I am older. Now I do not baulk at a table for one, and I can walk sweating and semi-aimless through streets thrumming with weekend joys.
There are fire engines blocking the thoroughfare on Dundas. There are firemen wrapped in rustling yellow, sweat beading beneath their helmets. I stop to watch – it is a Sunday. There is nothing else to do.
I can see no smoke. The crowd cranes as one, but the sun is bright and persistent and maybe there is nothing to see. We are hoping for a show, tickets in hand; but slouching off, disappointed.
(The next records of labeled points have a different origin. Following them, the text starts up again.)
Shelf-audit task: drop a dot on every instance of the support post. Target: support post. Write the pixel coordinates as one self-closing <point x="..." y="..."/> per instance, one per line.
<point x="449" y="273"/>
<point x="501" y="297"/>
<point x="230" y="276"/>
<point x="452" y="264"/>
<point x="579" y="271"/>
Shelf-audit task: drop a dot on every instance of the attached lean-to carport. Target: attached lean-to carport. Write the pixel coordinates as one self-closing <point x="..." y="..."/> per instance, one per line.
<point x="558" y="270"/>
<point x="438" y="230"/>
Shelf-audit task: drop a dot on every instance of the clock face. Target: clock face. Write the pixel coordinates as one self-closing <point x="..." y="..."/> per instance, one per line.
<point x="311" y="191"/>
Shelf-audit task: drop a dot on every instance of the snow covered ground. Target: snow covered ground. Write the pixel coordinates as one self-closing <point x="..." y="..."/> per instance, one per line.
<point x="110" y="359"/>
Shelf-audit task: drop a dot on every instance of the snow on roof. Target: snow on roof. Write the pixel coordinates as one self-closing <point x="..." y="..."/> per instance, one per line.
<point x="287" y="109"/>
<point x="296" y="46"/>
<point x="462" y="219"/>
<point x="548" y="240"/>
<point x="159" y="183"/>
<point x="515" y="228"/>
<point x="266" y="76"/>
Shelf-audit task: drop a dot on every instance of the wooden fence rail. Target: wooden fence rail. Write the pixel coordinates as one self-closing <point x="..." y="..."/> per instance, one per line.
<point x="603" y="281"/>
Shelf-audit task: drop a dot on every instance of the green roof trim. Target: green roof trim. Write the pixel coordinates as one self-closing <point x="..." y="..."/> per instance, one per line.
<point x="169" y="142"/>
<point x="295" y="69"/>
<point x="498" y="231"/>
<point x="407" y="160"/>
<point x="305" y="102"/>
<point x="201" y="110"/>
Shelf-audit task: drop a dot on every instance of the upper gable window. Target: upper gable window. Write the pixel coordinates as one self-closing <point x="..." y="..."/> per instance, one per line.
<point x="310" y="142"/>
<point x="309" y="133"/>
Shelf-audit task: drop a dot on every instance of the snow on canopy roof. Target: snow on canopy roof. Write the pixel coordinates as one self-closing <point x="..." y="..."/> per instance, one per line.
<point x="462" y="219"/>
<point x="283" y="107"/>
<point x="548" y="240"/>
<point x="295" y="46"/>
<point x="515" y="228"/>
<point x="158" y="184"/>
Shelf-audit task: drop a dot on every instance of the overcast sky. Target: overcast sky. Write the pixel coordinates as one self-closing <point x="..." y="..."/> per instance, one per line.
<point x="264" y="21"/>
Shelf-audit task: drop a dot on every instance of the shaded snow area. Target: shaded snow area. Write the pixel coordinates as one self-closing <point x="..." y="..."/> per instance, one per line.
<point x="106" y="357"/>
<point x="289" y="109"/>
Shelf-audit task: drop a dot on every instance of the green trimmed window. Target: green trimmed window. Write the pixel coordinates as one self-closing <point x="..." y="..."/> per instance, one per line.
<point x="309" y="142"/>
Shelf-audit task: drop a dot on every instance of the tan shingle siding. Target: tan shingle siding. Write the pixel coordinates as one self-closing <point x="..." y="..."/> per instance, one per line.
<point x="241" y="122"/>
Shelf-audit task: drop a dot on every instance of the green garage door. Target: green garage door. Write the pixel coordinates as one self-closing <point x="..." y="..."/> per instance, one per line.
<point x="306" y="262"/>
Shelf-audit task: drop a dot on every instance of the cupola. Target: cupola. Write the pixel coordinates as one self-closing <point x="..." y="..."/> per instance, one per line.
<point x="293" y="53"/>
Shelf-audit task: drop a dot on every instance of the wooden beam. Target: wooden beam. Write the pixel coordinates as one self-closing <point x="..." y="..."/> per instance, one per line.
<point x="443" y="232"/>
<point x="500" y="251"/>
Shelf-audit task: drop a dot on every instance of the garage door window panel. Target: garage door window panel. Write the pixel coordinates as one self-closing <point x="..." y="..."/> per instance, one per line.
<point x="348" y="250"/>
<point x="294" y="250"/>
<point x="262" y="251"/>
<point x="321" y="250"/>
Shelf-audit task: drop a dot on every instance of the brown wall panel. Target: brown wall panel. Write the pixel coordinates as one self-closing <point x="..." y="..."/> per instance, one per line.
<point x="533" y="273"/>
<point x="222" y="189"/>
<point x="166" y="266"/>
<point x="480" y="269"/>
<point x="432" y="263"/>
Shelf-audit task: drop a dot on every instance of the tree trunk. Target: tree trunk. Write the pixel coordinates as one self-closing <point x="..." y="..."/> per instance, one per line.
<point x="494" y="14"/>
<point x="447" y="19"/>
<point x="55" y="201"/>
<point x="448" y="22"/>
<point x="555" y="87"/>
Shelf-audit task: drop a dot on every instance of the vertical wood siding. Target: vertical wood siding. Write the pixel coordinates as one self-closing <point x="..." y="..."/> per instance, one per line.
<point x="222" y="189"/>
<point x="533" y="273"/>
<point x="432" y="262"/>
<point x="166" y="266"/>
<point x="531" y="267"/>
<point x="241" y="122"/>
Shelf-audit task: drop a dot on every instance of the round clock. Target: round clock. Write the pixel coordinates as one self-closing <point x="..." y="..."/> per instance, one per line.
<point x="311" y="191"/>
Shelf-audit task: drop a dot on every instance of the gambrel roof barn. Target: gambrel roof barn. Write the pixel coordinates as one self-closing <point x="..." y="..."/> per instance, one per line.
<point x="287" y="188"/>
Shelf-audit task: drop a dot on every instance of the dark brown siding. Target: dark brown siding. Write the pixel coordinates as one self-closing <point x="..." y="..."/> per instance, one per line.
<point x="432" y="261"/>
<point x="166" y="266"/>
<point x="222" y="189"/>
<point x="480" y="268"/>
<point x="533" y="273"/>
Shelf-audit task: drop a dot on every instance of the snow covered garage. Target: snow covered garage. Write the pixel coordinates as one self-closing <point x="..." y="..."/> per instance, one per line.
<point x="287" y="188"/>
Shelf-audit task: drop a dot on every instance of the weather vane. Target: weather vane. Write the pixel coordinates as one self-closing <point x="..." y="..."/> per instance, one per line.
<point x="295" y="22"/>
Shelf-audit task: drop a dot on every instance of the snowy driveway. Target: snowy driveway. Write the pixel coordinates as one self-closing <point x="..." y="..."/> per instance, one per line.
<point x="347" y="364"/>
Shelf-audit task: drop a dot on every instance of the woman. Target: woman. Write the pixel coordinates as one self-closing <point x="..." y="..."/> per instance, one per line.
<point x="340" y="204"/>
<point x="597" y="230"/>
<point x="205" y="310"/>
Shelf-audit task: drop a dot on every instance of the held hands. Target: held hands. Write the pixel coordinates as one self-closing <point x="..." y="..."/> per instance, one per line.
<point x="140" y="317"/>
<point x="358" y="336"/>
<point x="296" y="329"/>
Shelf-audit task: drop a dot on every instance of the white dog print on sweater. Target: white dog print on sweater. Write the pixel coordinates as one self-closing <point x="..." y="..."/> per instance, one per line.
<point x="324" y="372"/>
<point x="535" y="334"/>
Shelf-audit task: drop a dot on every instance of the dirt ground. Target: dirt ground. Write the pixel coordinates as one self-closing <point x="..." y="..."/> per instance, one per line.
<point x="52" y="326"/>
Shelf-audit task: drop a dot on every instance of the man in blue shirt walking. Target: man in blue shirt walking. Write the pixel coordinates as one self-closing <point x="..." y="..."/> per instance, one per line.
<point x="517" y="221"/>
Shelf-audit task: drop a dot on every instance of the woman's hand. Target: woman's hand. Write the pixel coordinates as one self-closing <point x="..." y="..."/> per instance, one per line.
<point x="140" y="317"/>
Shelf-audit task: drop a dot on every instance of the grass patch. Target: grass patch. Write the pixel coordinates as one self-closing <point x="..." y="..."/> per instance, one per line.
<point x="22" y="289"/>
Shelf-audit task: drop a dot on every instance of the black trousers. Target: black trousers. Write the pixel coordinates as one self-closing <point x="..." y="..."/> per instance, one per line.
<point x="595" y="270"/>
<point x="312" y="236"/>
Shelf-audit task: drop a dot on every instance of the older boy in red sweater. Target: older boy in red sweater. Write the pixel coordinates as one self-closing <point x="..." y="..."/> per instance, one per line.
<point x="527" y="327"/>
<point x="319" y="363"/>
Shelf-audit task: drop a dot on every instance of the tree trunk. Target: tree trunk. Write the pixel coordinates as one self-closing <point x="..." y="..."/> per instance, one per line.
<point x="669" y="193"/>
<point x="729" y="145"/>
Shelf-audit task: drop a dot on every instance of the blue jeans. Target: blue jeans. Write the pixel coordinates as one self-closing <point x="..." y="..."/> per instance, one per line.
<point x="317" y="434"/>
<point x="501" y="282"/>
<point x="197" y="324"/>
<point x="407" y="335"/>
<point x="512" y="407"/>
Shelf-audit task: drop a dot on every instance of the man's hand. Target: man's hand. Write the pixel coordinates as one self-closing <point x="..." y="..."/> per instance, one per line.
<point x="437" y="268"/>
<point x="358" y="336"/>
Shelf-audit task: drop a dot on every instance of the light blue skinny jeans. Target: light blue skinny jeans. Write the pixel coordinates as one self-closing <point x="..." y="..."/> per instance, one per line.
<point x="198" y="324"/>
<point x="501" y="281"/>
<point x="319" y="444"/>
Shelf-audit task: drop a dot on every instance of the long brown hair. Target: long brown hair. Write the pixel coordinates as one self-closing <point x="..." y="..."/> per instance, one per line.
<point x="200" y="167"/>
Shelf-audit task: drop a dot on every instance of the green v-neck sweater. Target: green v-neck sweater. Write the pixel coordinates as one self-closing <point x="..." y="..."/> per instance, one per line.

Shoppers head towards Sai Yee. Nathan Road has been re-occupied. The loudspeakers pulse in a language I do not understand. There is one fireman far apart from the rest, marking something down the street, pipes perhaps. He is young, almost as young as me. He is squinting into the sun, standing to reconsider with his feet planted far apart. I wonder if he is hot and uncomfortable in his protective gear. I wonder if he is happy with his life. I imagine his mother and father are proud of him, and show relatives pictures of a too-small boy beaming in a man’s uniform.
He is smooth cheekbones and thick orange gloves. He is waking, sweating, in his parents house – his childhood bedroom long outgrown but still resentfully occupied -from a nightmare of real flames.
I am lonely. I wonder if he is lonely too. Then I walk on by.